Parallelamente, proprio il profondo arretramento della coscienza politica della classe lavoratrice, che i risultati elettorali confermano clamorosamente, ripropone la necessità di costruire controcorrente il partito rivoluzionario, cioè quell'organizzazione dell'avanguardia che porta la coscienza nella classe, contrasta i suoi pregiudizi, combatte i seminatori di vecchie e nuove illusioni, riconduce ogni esperienza alla necessità della rivoluzione e di un governo dei lavoratori. Ogni rimozione della centralità della costruzione del partito d'avanguardia come portatore di coscienza è smentita ancora una volta proprio dal voto del 4 marzo.

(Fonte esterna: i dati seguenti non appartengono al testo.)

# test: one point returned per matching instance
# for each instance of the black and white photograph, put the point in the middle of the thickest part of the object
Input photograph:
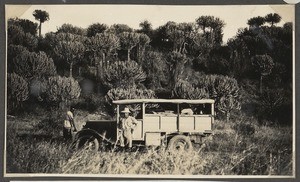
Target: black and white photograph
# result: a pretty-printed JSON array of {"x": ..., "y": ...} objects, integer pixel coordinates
[{"x": 168, "y": 91}]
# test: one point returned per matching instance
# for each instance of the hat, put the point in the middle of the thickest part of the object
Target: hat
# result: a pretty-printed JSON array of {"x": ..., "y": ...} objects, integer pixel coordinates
[{"x": 126, "y": 110}]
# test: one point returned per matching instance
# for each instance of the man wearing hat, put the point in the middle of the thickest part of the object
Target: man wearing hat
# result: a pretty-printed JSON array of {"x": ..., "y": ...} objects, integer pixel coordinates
[
  {"x": 127, "y": 125},
  {"x": 69, "y": 124}
]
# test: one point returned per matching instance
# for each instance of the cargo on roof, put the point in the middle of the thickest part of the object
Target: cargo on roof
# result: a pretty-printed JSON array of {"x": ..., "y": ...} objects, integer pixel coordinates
[{"x": 174, "y": 101}]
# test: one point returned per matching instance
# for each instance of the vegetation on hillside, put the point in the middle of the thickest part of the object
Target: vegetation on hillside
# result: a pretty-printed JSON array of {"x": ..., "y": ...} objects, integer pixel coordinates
[{"x": 249, "y": 76}]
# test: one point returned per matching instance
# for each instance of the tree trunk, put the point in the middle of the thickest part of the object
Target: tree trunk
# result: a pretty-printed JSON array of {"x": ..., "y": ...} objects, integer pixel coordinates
[
  {"x": 128, "y": 54},
  {"x": 260, "y": 85},
  {"x": 40, "y": 29},
  {"x": 227, "y": 116},
  {"x": 103, "y": 60},
  {"x": 71, "y": 69}
]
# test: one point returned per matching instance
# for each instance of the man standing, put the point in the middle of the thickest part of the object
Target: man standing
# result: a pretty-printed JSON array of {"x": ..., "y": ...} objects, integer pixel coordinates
[
  {"x": 127, "y": 125},
  {"x": 69, "y": 124}
]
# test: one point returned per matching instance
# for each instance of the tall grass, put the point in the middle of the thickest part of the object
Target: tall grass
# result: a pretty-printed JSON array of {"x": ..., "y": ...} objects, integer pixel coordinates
[{"x": 232, "y": 150}]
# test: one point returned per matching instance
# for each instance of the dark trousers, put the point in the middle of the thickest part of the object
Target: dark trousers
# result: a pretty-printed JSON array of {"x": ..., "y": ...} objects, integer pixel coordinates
[{"x": 67, "y": 133}]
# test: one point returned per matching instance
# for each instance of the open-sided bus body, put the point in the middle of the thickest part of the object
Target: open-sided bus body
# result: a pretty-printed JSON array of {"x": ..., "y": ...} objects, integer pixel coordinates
[{"x": 175, "y": 122}]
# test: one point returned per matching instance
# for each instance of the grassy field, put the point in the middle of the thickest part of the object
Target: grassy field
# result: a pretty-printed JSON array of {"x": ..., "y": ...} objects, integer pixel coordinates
[{"x": 235, "y": 148}]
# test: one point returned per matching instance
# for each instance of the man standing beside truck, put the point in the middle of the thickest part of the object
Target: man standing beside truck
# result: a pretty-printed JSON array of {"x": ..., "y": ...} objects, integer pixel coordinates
[
  {"x": 127, "y": 125},
  {"x": 69, "y": 124}
]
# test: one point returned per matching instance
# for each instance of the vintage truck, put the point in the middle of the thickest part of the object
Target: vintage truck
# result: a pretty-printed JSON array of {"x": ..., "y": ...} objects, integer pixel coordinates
[{"x": 175, "y": 123}]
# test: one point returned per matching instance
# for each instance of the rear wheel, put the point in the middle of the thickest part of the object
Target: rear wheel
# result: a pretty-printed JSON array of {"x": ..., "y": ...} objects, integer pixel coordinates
[
  {"x": 180, "y": 143},
  {"x": 87, "y": 142}
]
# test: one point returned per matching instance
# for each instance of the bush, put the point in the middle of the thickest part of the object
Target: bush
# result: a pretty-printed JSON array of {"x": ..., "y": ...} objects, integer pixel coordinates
[
  {"x": 123, "y": 75},
  {"x": 185, "y": 90},
  {"x": 30, "y": 64},
  {"x": 224, "y": 90},
  {"x": 62, "y": 90},
  {"x": 17, "y": 91},
  {"x": 131, "y": 93}
]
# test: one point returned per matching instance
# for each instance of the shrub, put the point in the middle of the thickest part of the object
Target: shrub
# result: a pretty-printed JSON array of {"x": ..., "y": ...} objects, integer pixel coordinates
[
  {"x": 244, "y": 128},
  {"x": 17, "y": 91},
  {"x": 131, "y": 93},
  {"x": 224, "y": 90},
  {"x": 62, "y": 89},
  {"x": 123, "y": 75},
  {"x": 185, "y": 90},
  {"x": 30, "y": 64}
]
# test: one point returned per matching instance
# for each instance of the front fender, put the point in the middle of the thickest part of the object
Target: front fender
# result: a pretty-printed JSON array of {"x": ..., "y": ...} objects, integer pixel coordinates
[{"x": 90, "y": 132}]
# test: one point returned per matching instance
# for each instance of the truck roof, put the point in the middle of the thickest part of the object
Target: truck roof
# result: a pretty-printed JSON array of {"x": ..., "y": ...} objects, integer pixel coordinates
[{"x": 173, "y": 101}]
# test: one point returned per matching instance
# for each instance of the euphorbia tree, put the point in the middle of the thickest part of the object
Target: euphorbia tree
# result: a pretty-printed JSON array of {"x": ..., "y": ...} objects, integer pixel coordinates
[{"x": 263, "y": 65}]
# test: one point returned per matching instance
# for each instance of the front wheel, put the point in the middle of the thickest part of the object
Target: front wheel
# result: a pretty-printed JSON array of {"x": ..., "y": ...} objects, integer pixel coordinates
[
  {"x": 180, "y": 143},
  {"x": 87, "y": 142}
]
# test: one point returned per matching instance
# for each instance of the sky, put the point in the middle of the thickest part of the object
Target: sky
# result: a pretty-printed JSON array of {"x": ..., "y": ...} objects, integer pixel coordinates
[{"x": 234, "y": 16}]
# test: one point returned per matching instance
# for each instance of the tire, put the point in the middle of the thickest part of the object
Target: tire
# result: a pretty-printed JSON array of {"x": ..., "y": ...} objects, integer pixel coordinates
[
  {"x": 87, "y": 142},
  {"x": 180, "y": 143}
]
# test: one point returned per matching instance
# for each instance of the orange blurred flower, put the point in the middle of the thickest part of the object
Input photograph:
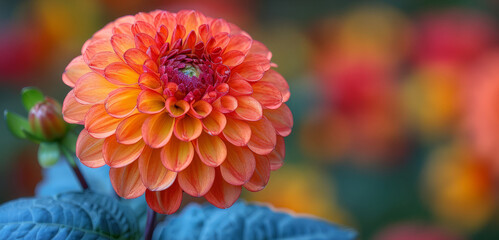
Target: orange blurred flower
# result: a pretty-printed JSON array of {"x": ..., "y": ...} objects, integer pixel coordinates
[
  {"x": 178, "y": 102},
  {"x": 459, "y": 188}
]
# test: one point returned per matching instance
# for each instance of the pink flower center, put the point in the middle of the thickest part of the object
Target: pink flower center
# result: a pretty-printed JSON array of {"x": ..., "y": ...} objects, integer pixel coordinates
[{"x": 194, "y": 72}]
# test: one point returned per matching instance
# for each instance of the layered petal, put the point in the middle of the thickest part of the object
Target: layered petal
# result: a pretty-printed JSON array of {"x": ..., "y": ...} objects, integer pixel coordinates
[
  {"x": 154, "y": 175},
  {"x": 73, "y": 111},
  {"x": 281, "y": 119},
  {"x": 89, "y": 150},
  {"x": 263, "y": 137},
  {"x": 211, "y": 150},
  {"x": 214, "y": 123},
  {"x": 276, "y": 157},
  {"x": 176, "y": 108},
  {"x": 93, "y": 88},
  {"x": 222, "y": 194},
  {"x": 188, "y": 128},
  {"x": 267, "y": 95},
  {"x": 167, "y": 201},
  {"x": 177, "y": 155},
  {"x": 278, "y": 81},
  {"x": 197, "y": 179},
  {"x": 248, "y": 108},
  {"x": 126, "y": 181},
  {"x": 157, "y": 129},
  {"x": 150, "y": 102},
  {"x": 75, "y": 69},
  {"x": 118, "y": 155},
  {"x": 237, "y": 132},
  {"x": 98, "y": 122},
  {"x": 121, "y": 74},
  {"x": 127, "y": 130},
  {"x": 239, "y": 166},
  {"x": 122, "y": 102},
  {"x": 261, "y": 176}
]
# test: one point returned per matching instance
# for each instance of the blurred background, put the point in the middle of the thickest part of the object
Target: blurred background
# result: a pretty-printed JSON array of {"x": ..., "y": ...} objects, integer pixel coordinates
[{"x": 396, "y": 104}]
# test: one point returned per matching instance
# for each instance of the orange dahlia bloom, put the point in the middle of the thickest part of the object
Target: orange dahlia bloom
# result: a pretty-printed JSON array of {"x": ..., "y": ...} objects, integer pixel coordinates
[{"x": 178, "y": 102}]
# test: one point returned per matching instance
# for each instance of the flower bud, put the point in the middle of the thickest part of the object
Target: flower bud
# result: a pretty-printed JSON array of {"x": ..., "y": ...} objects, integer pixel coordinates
[{"x": 46, "y": 120}]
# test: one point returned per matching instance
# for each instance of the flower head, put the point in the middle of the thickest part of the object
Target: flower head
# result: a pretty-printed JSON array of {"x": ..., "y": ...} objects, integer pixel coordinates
[
  {"x": 45, "y": 119},
  {"x": 178, "y": 102}
]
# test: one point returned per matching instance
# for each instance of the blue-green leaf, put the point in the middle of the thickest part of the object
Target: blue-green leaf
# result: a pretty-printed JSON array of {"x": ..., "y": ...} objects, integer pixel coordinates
[
  {"x": 17, "y": 124},
  {"x": 246, "y": 222},
  {"x": 84, "y": 215},
  {"x": 31, "y": 96},
  {"x": 48, "y": 154}
]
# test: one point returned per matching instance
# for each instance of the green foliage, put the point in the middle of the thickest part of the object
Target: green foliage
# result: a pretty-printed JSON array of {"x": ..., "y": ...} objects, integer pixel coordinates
[
  {"x": 48, "y": 154},
  {"x": 84, "y": 215},
  {"x": 31, "y": 96},
  {"x": 17, "y": 124}
]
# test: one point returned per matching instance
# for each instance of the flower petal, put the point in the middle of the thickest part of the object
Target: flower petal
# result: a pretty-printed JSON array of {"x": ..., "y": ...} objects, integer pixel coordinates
[
  {"x": 101, "y": 60},
  {"x": 276, "y": 157},
  {"x": 152, "y": 172},
  {"x": 167, "y": 201},
  {"x": 258, "y": 48},
  {"x": 200, "y": 109},
  {"x": 150, "y": 81},
  {"x": 214, "y": 123},
  {"x": 143, "y": 27},
  {"x": 211, "y": 150},
  {"x": 239, "y": 42},
  {"x": 263, "y": 137},
  {"x": 129, "y": 131},
  {"x": 176, "y": 108},
  {"x": 233, "y": 58},
  {"x": 119, "y": 155},
  {"x": 96, "y": 46},
  {"x": 190, "y": 19},
  {"x": 261, "y": 175},
  {"x": 150, "y": 102},
  {"x": 225, "y": 104},
  {"x": 121, "y": 43},
  {"x": 239, "y": 166},
  {"x": 157, "y": 130},
  {"x": 281, "y": 119},
  {"x": 187, "y": 128},
  {"x": 237, "y": 132},
  {"x": 278, "y": 81},
  {"x": 121, "y": 102},
  {"x": 222, "y": 194},
  {"x": 93, "y": 88},
  {"x": 89, "y": 150},
  {"x": 176, "y": 155},
  {"x": 240, "y": 87},
  {"x": 249, "y": 70},
  {"x": 248, "y": 108},
  {"x": 267, "y": 95},
  {"x": 98, "y": 122},
  {"x": 135, "y": 58},
  {"x": 122, "y": 74},
  {"x": 75, "y": 69},
  {"x": 126, "y": 181},
  {"x": 197, "y": 179},
  {"x": 73, "y": 111}
]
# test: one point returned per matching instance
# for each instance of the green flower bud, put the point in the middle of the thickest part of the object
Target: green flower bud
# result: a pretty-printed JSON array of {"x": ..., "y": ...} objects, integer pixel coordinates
[{"x": 45, "y": 119}]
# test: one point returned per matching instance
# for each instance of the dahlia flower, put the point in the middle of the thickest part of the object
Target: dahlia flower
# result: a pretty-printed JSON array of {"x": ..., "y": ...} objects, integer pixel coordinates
[{"x": 178, "y": 102}]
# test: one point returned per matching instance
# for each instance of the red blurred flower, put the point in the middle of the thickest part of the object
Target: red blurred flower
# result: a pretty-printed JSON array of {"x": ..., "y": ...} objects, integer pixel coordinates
[
  {"x": 178, "y": 102},
  {"x": 457, "y": 36}
]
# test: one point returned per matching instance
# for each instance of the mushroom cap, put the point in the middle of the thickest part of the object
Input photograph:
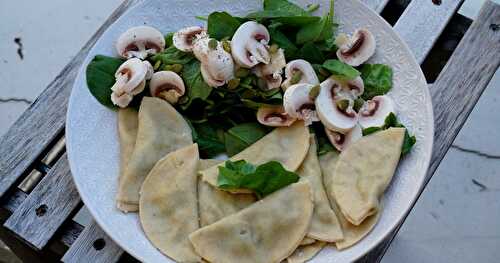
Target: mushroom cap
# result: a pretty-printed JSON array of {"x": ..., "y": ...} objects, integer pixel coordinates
[
  {"x": 329, "y": 113},
  {"x": 249, "y": 45},
  {"x": 130, "y": 75},
  {"x": 359, "y": 49},
  {"x": 167, "y": 85},
  {"x": 185, "y": 38},
  {"x": 274, "y": 116},
  {"x": 340, "y": 140},
  {"x": 308, "y": 74},
  {"x": 140, "y": 42},
  {"x": 374, "y": 111}
]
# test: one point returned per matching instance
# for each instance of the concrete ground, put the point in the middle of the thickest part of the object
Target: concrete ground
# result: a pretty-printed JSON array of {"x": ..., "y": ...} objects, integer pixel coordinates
[{"x": 455, "y": 220}]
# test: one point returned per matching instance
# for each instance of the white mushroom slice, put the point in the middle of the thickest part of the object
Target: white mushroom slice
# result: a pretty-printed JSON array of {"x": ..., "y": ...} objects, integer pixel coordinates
[
  {"x": 140, "y": 42},
  {"x": 249, "y": 45},
  {"x": 271, "y": 72},
  {"x": 358, "y": 49},
  {"x": 374, "y": 111},
  {"x": 299, "y": 103},
  {"x": 274, "y": 117},
  {"x": 167, "y": 85},
  {"x": 130, "y": 81},
  {"x": 184, "y": 39},
  {"x": 330, "y": 114},
  {"x": 341, "y": 141},
  {"x": 299, "y": 71}
]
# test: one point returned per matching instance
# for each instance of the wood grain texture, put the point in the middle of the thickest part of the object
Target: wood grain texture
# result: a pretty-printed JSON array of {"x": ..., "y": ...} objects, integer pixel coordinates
[
  {"x": 377, "y": 5},
  {"x": 44, "y": 120},
  {"x": 93, "y": 244},
  {"x": 456, "y": 92},
  {"x": 422, "y": 23},
  {"x": 47, "y": 207}
]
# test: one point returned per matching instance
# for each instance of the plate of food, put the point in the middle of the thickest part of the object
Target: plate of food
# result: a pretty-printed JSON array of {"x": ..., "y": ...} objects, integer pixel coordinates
[{"x": 252, "y": 131}]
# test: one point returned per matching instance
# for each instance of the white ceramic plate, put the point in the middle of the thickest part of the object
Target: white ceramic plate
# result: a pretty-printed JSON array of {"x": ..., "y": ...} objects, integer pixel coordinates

COSTRUIRE IL PARTITO COMUNISTA DEI LAVORATORI

Se il risultato elettorale del 4 marzo è pessimo per il movimento operaio, è ben lungi dall'aver risolto i problemi della borghesia. Il padronato è forte nei luoghi di lavoro, e certo capitalizzerà su quel terreno anche l'esito del voto. Ma il voto del 4 marzo segna anche un nuovo passaggio della crisi di governabilità borghese. La Seconda repubblica del vecchio bipolarismo tra centrodestra e centrosinistra è da tempo tramontata. Ma la Terza repubblica annunciata da Di Maio e dal M5S quale nuovo pilastro politico e istituzionale è ancora lontana dall'essere realizzata. E Salvini non sembra disporre ad oggi dei numeri necessari per formare attorno a sé un nuovo governo di centrodestra. Chi dunque si intesterà nel nuovo quadro i nuovi programmi di austerità imposti dal capitale finanziario (e furbescamente rimossi in campagna elettorale da tutti i principali attori)?

Detto questo, nessuna contraddizione borghese, nessuna dinamica obiettiva degli avvenimenti, porterà una soluzione progressiva della crisi italiana senza l'irruzione nella lotta della classe lavoratrice e l'affermazione di una sua nuova direzione. Questo è il punto decisivo. Sono le ragioni del Partito Comunista dei Lavoratori e della sua costruzione quotidiana.

Tanti nuovi compagni e compagne hanno preso contatto con il nostro partito durante la campagna elettorale, come alcune realtà di classe di avanguardia a livello di fabbrica. Il nostro difficile lavoro controcorrente di costruzione e radicamento continuerà, nell'interesse obiettivo del movimento dei lavoratori e dell'unica possibile soluzione alternativa: una soluzione anticapitalista e rivoluzionaria.